Dans l'Aveyron, la fonderie SAM vit peut-être ses dernières heures. La faute notamment à une opération de croissance externe de trop dans les années 2000. Néanmoins, les 340 emplois de ce site dédié à l'industrie automobile pourraient trouver un sauveur en la personne de Patrick Bellity, qui vient de déposer une lettre d'intention au tribunal de commerce de Toulouse qui doit statuer demain sur l'avenir de l'usine. Mais en réalité, c'est le client unique de la fonderie, Renault, qui tient les clés du dossier. Récit.
À toute proportion gardée, elle est le Airbus de Decazeville, cette petite commune de 6.000 habitants dans le département de l'Aveyron déjà bien secoué par le feuilleton Bosch. Mais la Société aveyronnaise de métallurgie (SAM) et ses 340 emplois sont aujourd'hui menacés de disparition dans les toutes prochaines heures, après son placement en liquidation judiciaire à la mi-septembre. Deux mois plus tard, rien n'a changé ou presque.
Demain, vendredi 19 novembre, en fin de matinée, "plusieurs dizaines de voitures et plusieurs bus arriveront à Toulouse depuis Decazeville pour l'audience au tribunal de commerce", prévient David Gistau le secrétaire de l'union départementale CGT et salarié de la fonderie SAM depuis 31 ans. La raison ? L'instance tiendra ce jour l'audience décisive qui doit statuer sur l'avenir de l'usine née le siècle précédent. Les scénarios ? Un sursis, voire la poursuite de l'aventure avec un repreneur, ou un arrêt définitif de l'activité, laissant alors un territoire une nouvelle fois meurtri. La tendance ?
"Une lettre d'intention a été déposée au tribunal de commerce de Toulouse hier soir", fait savoir à La Tribune jeudi 18 novembre le ministère délégué à l'Industrie piloté par la ministre Agnès Pannier-Runacher à la manœuvre dans ce dossier. Ce qui laisse penser que tout est encore possible dans ce dossier SAM sensible politiquement, à quelques mois de l'élection présidentielle, grâce à un homme : Patrick Bellity.
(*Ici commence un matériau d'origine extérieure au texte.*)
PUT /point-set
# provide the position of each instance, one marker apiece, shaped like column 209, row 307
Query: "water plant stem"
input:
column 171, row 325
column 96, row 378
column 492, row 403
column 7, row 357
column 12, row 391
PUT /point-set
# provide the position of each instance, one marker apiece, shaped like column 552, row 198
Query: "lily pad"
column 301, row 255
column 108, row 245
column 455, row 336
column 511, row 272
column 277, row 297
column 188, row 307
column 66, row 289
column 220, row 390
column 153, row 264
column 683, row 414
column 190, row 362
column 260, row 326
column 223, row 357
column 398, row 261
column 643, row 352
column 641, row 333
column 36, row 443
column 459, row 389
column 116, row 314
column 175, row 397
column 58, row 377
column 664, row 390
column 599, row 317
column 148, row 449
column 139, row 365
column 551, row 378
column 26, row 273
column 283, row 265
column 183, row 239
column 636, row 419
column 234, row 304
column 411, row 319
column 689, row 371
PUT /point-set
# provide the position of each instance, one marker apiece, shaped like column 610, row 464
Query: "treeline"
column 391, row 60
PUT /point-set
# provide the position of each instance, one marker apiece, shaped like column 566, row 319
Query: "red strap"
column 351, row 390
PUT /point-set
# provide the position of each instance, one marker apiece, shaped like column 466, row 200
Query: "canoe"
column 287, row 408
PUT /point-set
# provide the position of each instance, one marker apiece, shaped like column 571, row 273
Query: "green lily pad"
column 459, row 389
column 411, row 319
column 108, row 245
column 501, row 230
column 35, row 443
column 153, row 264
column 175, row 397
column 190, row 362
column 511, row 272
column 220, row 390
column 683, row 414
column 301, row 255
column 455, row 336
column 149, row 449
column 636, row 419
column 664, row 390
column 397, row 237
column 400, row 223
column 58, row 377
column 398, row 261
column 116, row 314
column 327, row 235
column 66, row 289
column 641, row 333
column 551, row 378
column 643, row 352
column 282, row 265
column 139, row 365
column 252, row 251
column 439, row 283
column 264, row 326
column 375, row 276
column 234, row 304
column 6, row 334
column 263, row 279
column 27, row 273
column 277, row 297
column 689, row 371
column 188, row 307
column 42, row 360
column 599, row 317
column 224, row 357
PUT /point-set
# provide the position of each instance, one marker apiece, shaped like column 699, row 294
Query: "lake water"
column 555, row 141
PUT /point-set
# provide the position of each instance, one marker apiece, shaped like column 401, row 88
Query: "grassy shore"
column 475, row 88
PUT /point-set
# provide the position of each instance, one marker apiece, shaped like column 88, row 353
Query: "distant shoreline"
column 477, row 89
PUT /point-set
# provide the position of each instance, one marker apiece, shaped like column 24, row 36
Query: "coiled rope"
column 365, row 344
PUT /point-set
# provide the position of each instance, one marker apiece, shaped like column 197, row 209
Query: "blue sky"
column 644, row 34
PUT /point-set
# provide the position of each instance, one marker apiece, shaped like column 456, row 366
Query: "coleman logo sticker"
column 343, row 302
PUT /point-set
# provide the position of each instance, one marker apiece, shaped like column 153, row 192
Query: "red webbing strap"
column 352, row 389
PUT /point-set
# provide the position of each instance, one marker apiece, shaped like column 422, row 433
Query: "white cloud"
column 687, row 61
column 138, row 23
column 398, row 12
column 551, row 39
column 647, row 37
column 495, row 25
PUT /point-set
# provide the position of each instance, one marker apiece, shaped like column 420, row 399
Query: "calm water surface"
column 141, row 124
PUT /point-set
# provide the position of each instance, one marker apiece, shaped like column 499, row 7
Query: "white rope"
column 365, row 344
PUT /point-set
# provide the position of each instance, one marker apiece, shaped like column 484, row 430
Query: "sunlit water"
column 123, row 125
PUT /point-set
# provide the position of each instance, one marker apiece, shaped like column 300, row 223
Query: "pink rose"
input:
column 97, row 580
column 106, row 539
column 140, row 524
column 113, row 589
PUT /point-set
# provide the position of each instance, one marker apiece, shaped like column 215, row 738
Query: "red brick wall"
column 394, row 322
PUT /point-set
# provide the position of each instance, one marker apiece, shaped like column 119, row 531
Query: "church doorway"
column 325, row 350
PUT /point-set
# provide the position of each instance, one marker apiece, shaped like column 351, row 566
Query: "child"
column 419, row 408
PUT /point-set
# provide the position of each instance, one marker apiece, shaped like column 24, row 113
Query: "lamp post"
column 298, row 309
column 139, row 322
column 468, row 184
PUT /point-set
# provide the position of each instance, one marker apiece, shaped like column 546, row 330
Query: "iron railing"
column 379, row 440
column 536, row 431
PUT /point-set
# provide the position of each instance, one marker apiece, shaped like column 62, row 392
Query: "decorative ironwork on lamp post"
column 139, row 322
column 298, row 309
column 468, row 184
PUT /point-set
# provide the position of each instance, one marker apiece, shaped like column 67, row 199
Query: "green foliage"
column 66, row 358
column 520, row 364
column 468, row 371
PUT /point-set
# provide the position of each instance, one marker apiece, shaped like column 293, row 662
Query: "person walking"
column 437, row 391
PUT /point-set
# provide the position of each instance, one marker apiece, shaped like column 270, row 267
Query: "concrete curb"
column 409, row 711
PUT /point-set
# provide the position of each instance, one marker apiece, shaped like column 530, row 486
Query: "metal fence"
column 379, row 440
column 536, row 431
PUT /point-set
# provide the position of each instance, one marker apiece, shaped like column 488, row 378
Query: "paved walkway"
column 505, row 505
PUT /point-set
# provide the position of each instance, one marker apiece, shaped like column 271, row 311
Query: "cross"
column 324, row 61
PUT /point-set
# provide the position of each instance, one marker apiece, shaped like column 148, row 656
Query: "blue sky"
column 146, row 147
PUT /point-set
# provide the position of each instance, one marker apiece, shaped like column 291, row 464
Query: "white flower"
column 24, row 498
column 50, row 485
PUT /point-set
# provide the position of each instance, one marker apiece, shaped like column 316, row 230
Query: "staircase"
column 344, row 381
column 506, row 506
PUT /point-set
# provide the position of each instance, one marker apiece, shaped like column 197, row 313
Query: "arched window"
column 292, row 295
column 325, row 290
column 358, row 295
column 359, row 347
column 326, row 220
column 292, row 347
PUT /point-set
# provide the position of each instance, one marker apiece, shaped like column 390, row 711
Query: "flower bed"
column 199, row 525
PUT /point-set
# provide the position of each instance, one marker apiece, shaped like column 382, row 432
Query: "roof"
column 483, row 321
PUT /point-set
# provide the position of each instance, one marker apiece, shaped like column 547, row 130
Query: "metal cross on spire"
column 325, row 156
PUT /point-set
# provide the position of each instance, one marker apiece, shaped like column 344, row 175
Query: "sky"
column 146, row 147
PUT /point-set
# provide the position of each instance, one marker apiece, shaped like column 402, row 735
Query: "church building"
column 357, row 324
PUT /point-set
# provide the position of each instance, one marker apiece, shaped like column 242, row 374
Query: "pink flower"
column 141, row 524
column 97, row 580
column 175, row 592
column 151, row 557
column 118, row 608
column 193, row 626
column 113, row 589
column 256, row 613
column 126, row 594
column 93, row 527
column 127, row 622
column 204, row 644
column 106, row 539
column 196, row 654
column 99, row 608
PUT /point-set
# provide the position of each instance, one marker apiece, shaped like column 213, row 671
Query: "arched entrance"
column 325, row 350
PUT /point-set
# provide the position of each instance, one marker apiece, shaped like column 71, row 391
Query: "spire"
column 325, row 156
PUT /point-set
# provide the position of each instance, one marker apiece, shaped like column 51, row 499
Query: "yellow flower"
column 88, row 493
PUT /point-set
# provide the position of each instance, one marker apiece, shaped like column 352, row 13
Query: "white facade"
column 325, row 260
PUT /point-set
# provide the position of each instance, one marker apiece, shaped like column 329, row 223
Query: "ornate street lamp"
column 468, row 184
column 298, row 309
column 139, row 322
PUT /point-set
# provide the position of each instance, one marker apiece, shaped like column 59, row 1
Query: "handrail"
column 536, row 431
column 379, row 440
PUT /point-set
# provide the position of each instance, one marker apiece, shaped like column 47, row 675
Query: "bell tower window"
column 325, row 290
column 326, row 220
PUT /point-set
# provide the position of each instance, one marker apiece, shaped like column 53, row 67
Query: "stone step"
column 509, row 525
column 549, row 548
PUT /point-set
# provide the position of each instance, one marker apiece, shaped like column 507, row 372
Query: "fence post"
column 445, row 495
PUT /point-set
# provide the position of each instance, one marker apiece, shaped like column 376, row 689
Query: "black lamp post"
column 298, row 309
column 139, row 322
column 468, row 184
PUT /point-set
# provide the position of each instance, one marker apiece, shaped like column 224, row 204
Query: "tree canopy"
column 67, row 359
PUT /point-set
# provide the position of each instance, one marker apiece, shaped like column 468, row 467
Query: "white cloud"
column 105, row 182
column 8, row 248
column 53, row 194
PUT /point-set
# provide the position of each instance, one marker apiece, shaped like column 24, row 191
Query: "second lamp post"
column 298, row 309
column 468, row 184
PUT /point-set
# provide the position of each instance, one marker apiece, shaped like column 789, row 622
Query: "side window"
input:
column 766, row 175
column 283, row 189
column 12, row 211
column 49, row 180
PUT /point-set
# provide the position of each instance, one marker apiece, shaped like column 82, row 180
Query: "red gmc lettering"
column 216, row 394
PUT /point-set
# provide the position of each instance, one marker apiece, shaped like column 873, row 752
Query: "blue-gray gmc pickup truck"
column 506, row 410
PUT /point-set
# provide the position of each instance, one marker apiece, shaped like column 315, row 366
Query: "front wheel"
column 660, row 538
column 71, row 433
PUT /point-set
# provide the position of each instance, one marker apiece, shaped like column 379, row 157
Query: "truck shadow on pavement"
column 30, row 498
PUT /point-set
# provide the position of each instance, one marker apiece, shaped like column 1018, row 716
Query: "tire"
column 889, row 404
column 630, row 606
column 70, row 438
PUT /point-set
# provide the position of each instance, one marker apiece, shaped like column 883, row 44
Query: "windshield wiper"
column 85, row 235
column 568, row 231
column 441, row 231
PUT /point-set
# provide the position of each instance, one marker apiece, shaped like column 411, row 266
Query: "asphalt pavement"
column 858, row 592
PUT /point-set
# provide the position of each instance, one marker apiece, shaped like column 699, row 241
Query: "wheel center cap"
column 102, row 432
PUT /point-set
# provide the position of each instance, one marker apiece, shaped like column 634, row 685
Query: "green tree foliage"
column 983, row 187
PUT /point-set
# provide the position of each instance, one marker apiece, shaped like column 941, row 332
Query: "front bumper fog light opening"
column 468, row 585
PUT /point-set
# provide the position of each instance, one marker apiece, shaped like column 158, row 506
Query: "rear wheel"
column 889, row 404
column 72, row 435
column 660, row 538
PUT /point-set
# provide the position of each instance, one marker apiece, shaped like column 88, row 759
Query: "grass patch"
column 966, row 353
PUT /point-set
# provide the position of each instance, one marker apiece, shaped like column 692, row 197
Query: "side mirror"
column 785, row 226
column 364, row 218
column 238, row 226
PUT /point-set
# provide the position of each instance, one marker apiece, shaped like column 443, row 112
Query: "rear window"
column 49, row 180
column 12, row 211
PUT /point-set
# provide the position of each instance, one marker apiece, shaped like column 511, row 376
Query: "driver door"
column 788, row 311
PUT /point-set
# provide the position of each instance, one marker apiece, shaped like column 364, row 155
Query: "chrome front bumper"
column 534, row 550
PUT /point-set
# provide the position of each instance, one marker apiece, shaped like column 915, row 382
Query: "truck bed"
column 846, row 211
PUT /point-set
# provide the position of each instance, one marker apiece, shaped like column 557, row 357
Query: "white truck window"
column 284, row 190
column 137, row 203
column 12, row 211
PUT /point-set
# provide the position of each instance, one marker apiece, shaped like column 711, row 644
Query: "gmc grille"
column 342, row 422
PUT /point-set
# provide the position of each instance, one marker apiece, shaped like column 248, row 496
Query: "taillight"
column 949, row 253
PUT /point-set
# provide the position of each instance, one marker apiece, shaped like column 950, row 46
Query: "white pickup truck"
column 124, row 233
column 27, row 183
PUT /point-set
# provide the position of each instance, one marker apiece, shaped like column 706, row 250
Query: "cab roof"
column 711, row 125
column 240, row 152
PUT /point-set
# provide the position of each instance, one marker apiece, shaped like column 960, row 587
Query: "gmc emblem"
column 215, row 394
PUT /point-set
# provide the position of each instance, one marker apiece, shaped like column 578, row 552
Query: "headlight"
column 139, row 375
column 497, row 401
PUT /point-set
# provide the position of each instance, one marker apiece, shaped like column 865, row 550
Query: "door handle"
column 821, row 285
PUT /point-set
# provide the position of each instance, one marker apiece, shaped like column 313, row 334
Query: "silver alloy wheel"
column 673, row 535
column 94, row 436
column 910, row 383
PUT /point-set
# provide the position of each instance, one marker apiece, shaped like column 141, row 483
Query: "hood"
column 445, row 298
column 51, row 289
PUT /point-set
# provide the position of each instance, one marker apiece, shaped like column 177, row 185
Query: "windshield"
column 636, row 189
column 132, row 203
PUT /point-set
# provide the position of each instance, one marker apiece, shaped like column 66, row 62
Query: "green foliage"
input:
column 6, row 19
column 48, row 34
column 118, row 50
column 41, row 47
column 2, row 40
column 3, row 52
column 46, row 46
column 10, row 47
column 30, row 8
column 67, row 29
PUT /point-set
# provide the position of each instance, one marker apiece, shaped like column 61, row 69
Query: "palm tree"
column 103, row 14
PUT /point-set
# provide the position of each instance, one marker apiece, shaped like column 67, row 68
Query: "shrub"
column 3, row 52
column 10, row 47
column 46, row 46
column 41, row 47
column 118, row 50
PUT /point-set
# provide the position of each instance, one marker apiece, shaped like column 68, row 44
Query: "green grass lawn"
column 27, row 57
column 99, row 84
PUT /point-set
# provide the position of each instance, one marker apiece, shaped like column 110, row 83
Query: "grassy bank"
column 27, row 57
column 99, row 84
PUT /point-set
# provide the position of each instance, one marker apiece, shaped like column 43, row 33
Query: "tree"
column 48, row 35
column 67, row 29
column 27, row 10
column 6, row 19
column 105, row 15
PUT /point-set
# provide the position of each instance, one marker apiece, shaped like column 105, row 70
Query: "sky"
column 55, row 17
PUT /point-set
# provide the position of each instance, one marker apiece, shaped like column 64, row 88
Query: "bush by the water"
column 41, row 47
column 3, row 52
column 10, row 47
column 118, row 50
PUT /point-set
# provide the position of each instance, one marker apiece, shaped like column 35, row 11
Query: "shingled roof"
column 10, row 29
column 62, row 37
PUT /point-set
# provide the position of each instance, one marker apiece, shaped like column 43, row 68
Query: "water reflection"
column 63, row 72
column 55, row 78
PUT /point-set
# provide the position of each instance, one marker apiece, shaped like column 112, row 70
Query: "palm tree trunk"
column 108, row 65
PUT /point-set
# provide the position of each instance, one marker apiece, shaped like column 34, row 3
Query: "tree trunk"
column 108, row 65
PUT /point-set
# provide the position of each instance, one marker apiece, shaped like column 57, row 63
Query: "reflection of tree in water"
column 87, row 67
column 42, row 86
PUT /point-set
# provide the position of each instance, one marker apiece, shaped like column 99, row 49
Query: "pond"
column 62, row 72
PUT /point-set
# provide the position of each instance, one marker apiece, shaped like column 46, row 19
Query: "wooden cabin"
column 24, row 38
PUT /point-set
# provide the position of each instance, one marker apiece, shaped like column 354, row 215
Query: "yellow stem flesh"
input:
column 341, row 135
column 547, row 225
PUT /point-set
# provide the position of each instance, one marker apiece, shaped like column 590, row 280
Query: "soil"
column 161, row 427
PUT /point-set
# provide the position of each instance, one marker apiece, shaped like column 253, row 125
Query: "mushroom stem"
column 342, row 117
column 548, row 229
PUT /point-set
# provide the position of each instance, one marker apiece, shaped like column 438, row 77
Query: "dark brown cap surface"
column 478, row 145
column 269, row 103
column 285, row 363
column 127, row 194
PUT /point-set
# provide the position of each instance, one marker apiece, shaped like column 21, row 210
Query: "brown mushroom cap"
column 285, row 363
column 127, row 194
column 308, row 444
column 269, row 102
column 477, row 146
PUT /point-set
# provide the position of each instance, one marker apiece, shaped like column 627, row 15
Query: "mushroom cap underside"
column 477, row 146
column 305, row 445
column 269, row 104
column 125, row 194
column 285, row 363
Incertitudes autour de la seconde offre du groupe français Alty
Après l'échec de la reprise par le groupe espagnol CIE, le propriétaire de la fonderie orléanaise Sifa et président du groupe Alty détenteur de ce site a, en effet, fait état, début novembre, de son intérêt pour le site aveyronnais Une annonce qui a totalement relancé le dossier ces derniers jours.